The multislice or helical CT scan to detect coronary artery calcification, also known just as the heart scan, uses beams of electrons to create a 3D image of structures within the body. Not all structures can be detected with this technique but calcifications like bone tissue can be clearly visualized. Deposits of calcium appear as white spots and in the healthy coronary artery this should be absent whereas it would be expected in healthy bones.
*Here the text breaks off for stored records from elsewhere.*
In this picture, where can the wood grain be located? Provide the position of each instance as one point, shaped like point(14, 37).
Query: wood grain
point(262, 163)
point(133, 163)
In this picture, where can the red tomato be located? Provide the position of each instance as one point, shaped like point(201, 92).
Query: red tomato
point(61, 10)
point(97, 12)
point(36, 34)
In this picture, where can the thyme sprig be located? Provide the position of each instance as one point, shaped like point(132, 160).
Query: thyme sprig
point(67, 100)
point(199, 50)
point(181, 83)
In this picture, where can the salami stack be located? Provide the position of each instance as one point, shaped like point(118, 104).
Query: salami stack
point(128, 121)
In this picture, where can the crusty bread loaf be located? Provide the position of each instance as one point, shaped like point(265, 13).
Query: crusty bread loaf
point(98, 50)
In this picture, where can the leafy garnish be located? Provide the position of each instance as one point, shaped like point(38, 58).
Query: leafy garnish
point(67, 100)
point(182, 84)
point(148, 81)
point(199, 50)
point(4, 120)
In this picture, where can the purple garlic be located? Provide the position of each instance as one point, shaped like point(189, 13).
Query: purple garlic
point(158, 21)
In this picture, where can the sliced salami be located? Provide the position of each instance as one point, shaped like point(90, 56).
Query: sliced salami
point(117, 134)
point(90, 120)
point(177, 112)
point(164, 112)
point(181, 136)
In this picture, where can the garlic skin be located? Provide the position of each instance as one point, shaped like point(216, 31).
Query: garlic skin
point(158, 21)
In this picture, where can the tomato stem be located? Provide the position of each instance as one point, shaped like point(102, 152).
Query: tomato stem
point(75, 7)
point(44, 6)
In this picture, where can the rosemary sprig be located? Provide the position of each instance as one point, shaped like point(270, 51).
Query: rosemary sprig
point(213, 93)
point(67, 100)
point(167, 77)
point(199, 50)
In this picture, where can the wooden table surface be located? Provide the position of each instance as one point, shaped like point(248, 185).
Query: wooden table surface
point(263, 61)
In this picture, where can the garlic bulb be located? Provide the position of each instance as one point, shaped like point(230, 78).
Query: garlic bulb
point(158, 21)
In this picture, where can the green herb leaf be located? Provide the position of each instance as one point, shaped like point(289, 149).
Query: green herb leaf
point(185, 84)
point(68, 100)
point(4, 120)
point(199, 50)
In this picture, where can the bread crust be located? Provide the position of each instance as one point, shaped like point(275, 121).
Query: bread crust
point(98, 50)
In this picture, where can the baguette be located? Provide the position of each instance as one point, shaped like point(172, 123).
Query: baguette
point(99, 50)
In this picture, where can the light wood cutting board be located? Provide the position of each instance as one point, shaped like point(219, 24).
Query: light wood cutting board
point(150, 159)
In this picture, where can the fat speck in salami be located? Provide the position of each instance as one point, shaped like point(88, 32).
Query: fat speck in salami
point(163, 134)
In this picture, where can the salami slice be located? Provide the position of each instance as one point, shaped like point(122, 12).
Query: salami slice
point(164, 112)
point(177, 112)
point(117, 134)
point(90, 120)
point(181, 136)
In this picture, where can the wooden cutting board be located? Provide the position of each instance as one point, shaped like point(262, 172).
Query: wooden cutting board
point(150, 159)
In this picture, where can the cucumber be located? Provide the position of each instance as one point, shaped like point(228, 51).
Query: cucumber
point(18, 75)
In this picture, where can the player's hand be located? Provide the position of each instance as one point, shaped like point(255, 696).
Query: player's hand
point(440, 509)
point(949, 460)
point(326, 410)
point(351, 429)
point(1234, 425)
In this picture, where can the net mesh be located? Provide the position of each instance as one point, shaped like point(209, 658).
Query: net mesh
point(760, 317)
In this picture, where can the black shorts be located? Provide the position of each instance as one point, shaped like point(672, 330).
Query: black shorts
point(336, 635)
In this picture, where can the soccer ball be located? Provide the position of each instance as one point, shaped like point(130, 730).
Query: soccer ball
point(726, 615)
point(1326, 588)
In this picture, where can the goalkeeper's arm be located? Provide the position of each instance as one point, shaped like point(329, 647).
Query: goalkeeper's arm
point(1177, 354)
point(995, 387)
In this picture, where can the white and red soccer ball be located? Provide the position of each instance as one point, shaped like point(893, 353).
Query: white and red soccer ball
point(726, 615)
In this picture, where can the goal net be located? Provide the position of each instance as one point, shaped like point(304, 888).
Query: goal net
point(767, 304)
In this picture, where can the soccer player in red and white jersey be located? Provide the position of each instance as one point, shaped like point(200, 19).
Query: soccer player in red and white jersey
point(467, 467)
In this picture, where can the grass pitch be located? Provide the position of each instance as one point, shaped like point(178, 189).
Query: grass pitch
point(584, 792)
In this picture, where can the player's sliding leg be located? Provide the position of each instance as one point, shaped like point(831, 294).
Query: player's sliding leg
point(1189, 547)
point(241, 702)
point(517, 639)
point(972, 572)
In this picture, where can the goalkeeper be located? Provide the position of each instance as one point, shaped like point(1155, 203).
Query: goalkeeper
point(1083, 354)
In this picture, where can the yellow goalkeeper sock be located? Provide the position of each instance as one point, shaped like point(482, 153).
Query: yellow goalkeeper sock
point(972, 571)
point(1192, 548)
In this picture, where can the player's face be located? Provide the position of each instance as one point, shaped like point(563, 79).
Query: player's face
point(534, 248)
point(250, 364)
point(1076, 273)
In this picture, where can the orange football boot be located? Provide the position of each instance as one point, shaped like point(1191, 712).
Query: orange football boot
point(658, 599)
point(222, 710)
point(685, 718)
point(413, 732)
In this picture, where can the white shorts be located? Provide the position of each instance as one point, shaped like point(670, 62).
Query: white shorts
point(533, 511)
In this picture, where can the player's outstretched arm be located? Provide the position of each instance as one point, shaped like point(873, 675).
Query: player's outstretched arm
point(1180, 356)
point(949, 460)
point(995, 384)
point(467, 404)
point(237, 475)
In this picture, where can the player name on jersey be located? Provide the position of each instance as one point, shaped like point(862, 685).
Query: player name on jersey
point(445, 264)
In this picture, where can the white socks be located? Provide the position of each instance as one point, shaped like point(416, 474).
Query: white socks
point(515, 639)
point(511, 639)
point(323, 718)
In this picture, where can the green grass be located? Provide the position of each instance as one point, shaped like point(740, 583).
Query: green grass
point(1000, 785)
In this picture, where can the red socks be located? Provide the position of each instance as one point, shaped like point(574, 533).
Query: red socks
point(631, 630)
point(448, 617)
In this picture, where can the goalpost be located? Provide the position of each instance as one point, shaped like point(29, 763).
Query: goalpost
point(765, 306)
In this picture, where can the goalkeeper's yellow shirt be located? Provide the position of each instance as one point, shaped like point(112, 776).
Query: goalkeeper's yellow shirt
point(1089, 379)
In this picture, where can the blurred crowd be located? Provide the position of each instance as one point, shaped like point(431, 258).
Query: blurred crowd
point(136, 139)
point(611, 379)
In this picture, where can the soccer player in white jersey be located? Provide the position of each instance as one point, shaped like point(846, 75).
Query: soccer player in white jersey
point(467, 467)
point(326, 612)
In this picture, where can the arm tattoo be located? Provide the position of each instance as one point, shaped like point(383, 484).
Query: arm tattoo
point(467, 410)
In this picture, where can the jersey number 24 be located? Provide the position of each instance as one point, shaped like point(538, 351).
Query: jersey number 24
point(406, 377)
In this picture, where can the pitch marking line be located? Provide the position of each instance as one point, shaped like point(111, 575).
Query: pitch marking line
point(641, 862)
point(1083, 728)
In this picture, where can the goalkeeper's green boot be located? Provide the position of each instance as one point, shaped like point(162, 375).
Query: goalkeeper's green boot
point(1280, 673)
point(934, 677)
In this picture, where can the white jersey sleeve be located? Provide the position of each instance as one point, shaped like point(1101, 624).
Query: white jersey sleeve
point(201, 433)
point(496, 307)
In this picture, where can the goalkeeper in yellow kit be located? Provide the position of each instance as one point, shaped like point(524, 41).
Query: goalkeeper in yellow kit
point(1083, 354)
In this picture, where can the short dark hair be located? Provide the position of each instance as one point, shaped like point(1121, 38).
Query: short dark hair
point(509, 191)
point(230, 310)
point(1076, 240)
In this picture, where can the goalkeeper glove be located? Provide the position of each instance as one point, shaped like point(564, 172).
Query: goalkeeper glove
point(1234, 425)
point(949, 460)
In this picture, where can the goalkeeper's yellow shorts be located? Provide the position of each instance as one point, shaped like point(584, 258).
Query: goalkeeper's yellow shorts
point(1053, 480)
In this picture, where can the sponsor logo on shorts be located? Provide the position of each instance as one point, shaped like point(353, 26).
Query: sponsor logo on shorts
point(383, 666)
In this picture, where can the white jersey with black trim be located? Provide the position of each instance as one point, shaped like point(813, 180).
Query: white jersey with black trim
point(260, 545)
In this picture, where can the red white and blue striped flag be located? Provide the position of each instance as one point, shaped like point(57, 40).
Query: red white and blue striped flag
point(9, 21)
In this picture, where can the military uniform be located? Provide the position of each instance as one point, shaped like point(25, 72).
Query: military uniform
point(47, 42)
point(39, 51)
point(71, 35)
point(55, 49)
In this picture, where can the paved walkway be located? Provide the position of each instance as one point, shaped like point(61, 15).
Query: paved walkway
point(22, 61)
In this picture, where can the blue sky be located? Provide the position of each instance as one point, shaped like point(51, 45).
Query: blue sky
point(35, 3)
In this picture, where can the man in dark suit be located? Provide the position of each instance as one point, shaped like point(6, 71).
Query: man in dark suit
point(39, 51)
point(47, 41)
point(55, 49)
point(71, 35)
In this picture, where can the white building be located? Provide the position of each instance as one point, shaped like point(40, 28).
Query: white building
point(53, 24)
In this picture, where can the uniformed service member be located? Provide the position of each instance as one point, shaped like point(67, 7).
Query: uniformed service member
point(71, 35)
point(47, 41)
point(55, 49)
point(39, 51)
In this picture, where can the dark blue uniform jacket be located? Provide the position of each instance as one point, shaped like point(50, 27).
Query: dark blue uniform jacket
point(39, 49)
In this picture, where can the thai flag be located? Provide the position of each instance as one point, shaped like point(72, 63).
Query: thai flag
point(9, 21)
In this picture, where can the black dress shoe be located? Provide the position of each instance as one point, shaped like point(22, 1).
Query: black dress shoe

Although the scans are sometimes marketed as quick and accurate ways of testing for coronary artery disease, it is not always accurate for younger adults, especially those without symptoms and without high risk of coronary artery disease. A stress ECG may sometimes be a more accurate test for coronary artery disease and an angiogram is still the preferred investigation when there is no calcification. A heart scan should be requested by a medical professional based on a patient’s family and medical history as well as the results of clinical findings.